You value the notion of community. So do I. So please, let us forget our differences.
I suggest we set aside our (virtual) disagreements in order to deal with the imperatives of the real world we share and save our school system. Dear Technology, we need your help. The school system_ our youth_ is in deep trouble. I believe you have the power to help solve a great problem about which I care deeply. I hope you have the same concern. And if you do, then let us meet on this common ground and save our school system.
Before contacting you I spent the last few weeks visiting some schools in the district.
Dear Technology, let me tell you what you are up against. Let me tell what I saw.
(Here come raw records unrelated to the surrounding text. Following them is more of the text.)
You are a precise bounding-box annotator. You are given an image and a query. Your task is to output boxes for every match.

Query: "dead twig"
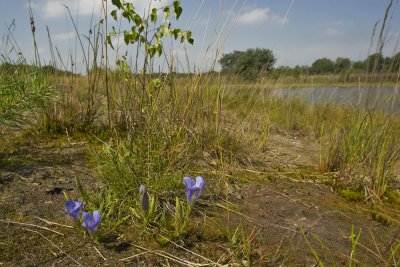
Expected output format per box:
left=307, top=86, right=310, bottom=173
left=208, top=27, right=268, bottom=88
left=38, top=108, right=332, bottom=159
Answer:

I saw an inspiring math teacher. Sometimes more social worker than educator. She did her best, with genuine compassion and real hope, to create a bunker of sanity and productivity within their classroom. She came in early and stayed late.
Few weeks before my visit, the young teacher was assaulted by a student. The student was mad because he was told he could not participate in the school play due to his poor grades and low class attendance.
I saw parents and students who seemed to think that daily attendance was as optional as homework. Dear Technology, I believe a school should be as much a lifestyle as it is an education.
I saw a teacher who failed at least 25 percent of her students. I saw the end of a fight in her sagging shoulders.
I saw an appalling achievement gap between the richest and the poorest students.
I saw a city where 84 percent of its students live in poverty
I saw graffiti-smeared buildings.
I saw a school hemmed in by competing neighborhoods and absolute destitution.
I saw a sprawling, faceless, and complex school system and the ingrown nature of its bureaucracy.
I saw an administration in chronic conflict with its teachers.
Yes, today’s teachers score the lowest quartile of college grads. But tell me, Dear Technology: Should we blame the teachers? And if yes, do they deserve all the blame?
This school system, however battered and helpless it may seem to us at this moment, is a dear to me. It is an institution worth saving.
I looked at the school system, and I saw a corporation, a big business (the Superintendent’s official title has been changed to CEO). I saw money, and the lack thereof. Technology, help me understand: Where does all the money go? All the millions? All the billions? Where did/do they go?
Clearly the city Philadelphia faces expenses suburban areas don’t. With many of its schools in high-crime areas, the Philadelphia system spends millions on its police force of 6,600 personnel, whose overtime pay alone would be enough to provide the starting salaries of at least twenty full-time teachers. But the city must also pay the routine expenses faced by every school system, the largest of which is always salaries.
Textbooks, which have been at the heart of public debate over how school budgets are spent, represent less than 1 percent of the District’s expenditures.
Dear Technology, help me understand. Please.
Amidst the chaos, I saw a new superintendent. I saw hope.
According to Cities in Crisis 2009: Closing the Graduation Gap, the Philadelphia School District raised its graduation rate from 39 percent in 1995 to 62 percent in 2005, making its gain the highest of all major urban school districts in America.
Better, but not enough for a school system that still has more dropouts than most cities have students.
In a typical school year, about six percent of the 130, 000 students in grades six through 12 in Philadelphia’s public schools (including charter schools) drop out, and another 4% are “near-dropouts” (i.e. students who were officially enrolled in school but attended less than 50% of the time). In total 13, 000 students (15% of which are in grades six to eight) could be classified as dropouts or “near-dropouts.” [Researches conducted by Ruth Curran Neild, a research scientist at the Center for Social Organization of Schools, Johns Hopkins University]
Surely we can agree that the impact an uneducated mass has on the moral behavior of the country and the health of the (already battered) economy cannot be underestimate. Technology, tell me: Can you help our kids stay in school? Tell me, I need to know.
Can you save our schools?
*Inspired from Edward O. Wilson, “Apocalypse Now.”